3 Dead in Small Plane Crash on Long Island: Police

The pilot made a distress call over Farmingdale reporting some type of instrumentation problem, according to a NTSB senior investigator

Three people were killed when a small plane broke up in the air and crashed on a residential Long Island road lined by homes and schools Tuesday afternoon, authorities say.

Two men and a woman were on board the single-engine Beeech BE35 aircraft when it crashed on Cold Spring Road in Syosset just after 2:30 p.m., the FAA says. Authorities on the scene have recovered their bodies, Nassau County Executive Ed Mangano said. 

No one on the ground was hurt, authorities said. 

The plane took off from Myrtle Beach, South Carolina, at about 12:45 p.m., and was headed to Plainville, Connecticut, according to the FAA.  

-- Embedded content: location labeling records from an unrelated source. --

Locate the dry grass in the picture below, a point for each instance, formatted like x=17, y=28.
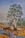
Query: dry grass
x=18, y=32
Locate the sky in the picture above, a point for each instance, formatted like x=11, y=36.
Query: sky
x=4, y=5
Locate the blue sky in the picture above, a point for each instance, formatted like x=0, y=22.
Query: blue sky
x=4, y=5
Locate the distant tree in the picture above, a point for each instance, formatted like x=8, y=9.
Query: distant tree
x=15, y=11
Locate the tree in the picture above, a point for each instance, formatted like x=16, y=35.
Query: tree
x=15, y=11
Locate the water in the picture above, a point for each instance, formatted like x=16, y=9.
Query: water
x=11, y=35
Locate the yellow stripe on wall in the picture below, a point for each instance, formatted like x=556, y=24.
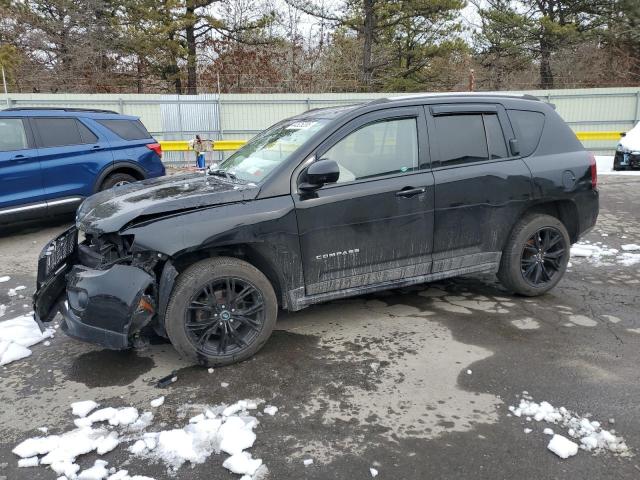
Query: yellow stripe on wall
x=230, y=145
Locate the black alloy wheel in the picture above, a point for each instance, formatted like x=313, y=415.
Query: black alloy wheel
x=542, y=256
x=224, y=317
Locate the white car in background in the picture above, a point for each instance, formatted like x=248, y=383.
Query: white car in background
x=628, y=150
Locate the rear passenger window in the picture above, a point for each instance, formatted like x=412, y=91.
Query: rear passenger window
x=461, y=138
x=495, y=137
x=58, y=132
x=127, y=129
x=87, y=135
x=12, y=135
x=528, y=126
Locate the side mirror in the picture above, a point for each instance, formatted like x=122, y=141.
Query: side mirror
x=514, y=147
x=319, y=173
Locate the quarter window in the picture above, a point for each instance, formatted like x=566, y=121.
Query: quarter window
x=127, y=129
x=461, y=138
x=12, y=135
x=495, y=137
x=470, y=138
x=377, y=149
x=528, y=126
x=87, y=135
x=58, y=132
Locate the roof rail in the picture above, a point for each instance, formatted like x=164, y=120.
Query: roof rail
x=63, y=109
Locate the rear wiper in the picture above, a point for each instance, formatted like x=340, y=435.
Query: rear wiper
x=222, y=173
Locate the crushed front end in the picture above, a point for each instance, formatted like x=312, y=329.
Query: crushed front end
x=104, y=289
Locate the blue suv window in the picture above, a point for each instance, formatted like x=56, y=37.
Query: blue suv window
x=87, y=135
x=12, y=135
x=60, y=132
x=127, y=129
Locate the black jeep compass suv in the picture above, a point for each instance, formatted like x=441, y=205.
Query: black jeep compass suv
x=332, y=203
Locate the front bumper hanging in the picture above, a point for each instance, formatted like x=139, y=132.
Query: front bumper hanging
x=104, y=307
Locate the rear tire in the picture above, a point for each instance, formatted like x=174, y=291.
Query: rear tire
x=116, y=179
x=221, y=311
x=535, y=256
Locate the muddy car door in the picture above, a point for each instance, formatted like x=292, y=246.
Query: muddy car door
x=482, y=184
x=375, y=224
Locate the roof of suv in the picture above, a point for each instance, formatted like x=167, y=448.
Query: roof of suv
x=63, y=112
x=338, y=111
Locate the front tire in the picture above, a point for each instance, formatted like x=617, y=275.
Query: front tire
x=535, y=256
x=221, y=311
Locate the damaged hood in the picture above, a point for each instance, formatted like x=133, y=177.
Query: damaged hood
x=110, y=210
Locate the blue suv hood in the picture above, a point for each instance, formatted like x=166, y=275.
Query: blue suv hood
x=111, y=210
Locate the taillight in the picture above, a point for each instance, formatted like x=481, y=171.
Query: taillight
x=594, y=171
x=156, y=147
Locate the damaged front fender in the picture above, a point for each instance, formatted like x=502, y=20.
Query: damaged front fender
x=107, y=306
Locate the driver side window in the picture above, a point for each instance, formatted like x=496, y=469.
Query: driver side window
x=380, y=148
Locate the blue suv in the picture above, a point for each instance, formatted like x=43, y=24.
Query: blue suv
x=52, y=158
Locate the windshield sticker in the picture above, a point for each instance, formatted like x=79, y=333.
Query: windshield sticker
x=300, y=125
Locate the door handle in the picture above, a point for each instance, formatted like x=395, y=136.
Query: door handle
x=410, y=192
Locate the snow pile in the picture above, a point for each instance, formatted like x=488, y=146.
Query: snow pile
x=628, y=259
x=214, y=430
x=597, y=253
x=14, y=291
x=16, y=335
x=562, y=446
x=82, y=409
x=223, y=428
x=586, y=249
x=589, y=433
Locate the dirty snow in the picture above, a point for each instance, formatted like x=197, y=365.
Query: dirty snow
x=82, y=409
x=562, y=446
x=16, y=335
x=602, y=254
x=604, y=164
x=208, y=432
x=588, y=433
x=270, y=410
x=14, y=291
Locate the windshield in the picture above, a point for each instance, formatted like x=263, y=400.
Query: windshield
x=267, y=150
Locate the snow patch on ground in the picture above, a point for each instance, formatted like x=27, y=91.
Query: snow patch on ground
x=14, y=291
x=604, y=165
x=222, y=428
x=527, y=323
x=588, y=434
x=601, y=254
x=16, y=335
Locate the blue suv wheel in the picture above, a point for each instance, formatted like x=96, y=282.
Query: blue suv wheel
x=53, y=158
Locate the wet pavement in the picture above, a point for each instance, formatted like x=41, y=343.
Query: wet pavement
x=380, y=380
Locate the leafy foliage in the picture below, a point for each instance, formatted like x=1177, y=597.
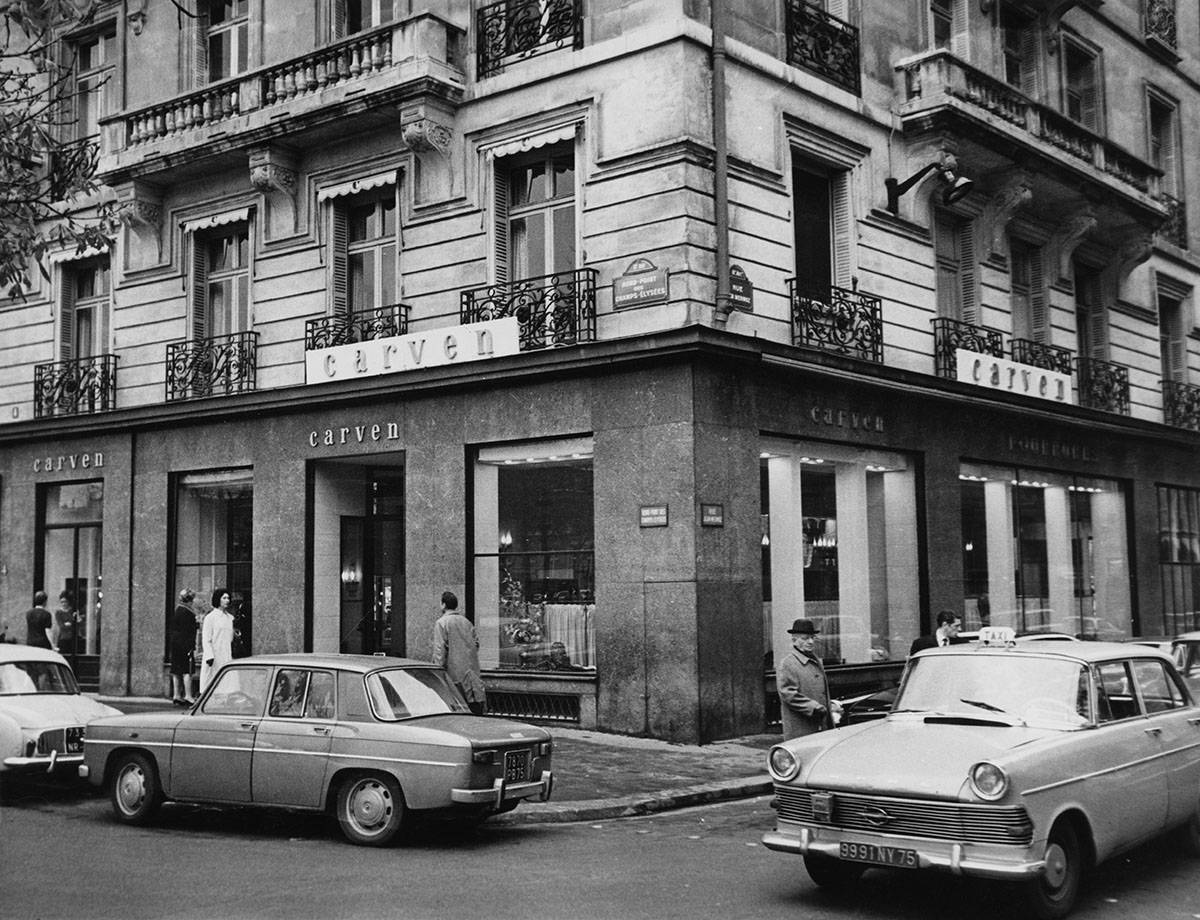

The pilot made a distress call over Farmingdale reporting some type of instrumentation problem, according to NTSB senior investigator Robert Gretz. He said the pilot said something to the effect of, "I have a partial panel loss." 

The plane then disappeared off the radar and broke up in flight, leaving behind a debris field of about two miles. 

"Sometimes the higher up it breaks up, the larger the debris field," Gretz said. 

Recordings between first responders and dispatch revealed the sheer amount of wreckage that was scattered on the ground. 

"I got multiple parts to a plane," one first responder is heard saying in the recordings posted to Broadcastify. "I just found a sneaker... I got like a sneaker... a bag." 

Another says, "I've got a fuselage of one single-engine plane. I see a lot of clothes and another sneaker." 

The stretch of Cold Spring Road is lined by homes and several schools. Melissa Wesley Kessler, a teacher at Berry Hill Elementary School, said she was working inside when she suddenly heard a very loud noise, like a motorcycle revving its engine.

"I didn't hear a crash or anything, it just sounded like something kind of coming down out of the sky," she said. 

When she walked out, "there were fire engines and pieces of debris partly on our school grounds, across the street, down the block. Pieces of glass, twisted metal."

"It was really frightening," she said. "I had a pit in my stomach, it was scary." 

Neighbor Bianco Devito recounted a similar scene.

"I was just sitting in my living room and all of a sudden, I heard a buzzing noise and then a huge boom, sort of like something was being dropped," she said. 

When she ran outside into her backyard, which faces the parking lot of the BOCES Long Island High School for the Arts, she saw a body. 

"Oh God, it was terrible. It's not something you're expecting to be seeing every day. It was very scary," she said. 

A woman named Nicole told NBC 4 New York she was driving to Southwoods Junior High School to pick up a girl she babysits when something suddenly fell out of the sky, landing about 20 feet in front of her to the right.

"I didn't know what it was first at all, but it looked like an airplane seat," she said. 

"I had to do a triple take. I couldn't believe an airplane seat just fell in front of me," she said.

Nicole said she didn't know what to make of the "bizarre" incident, especially because she didn't hear anything, but when she got to the school, "everyone was looking up at the sky and then we kind of found out a little bit after that." 

The schools in the area -- including the Long Island High School for the Arts, Berry Hill Elementary Syosset High School, Southwoods Junior and Senior High School and Syosset High School -- were locked down briefly after the crash as authorities investigated. 

Gretz siad it's not clear why the plane broke apart in the sky. 

"It's not a common investigation for us," Gretz said of the plane breaking apart in the sky. "It does happen. In 18 years, I've probably worked five or 10 of them." 

Officials are looking at a number of factors in the crash, including whether the pilot was caught in bad weather. If the pilot didn't have functioning instrumentation in bad weather, it would be like driving through fog without lights or a dashboard, Gretz said.

Gretz said Nassau police was assisting in the investigation by documenting each piece of plane debris. A preliminary report is expected to be issued within five to 10 business days, and a final report including a probable cause will be issued in about nine to 12 months. 

Cold Spring Road was closed in both directions between Townsend Road and Chelsea Drive as emergency responders attend to the scene.

The FAA says it will investigate the crash and the National Transportation Safety Board will determine the cause.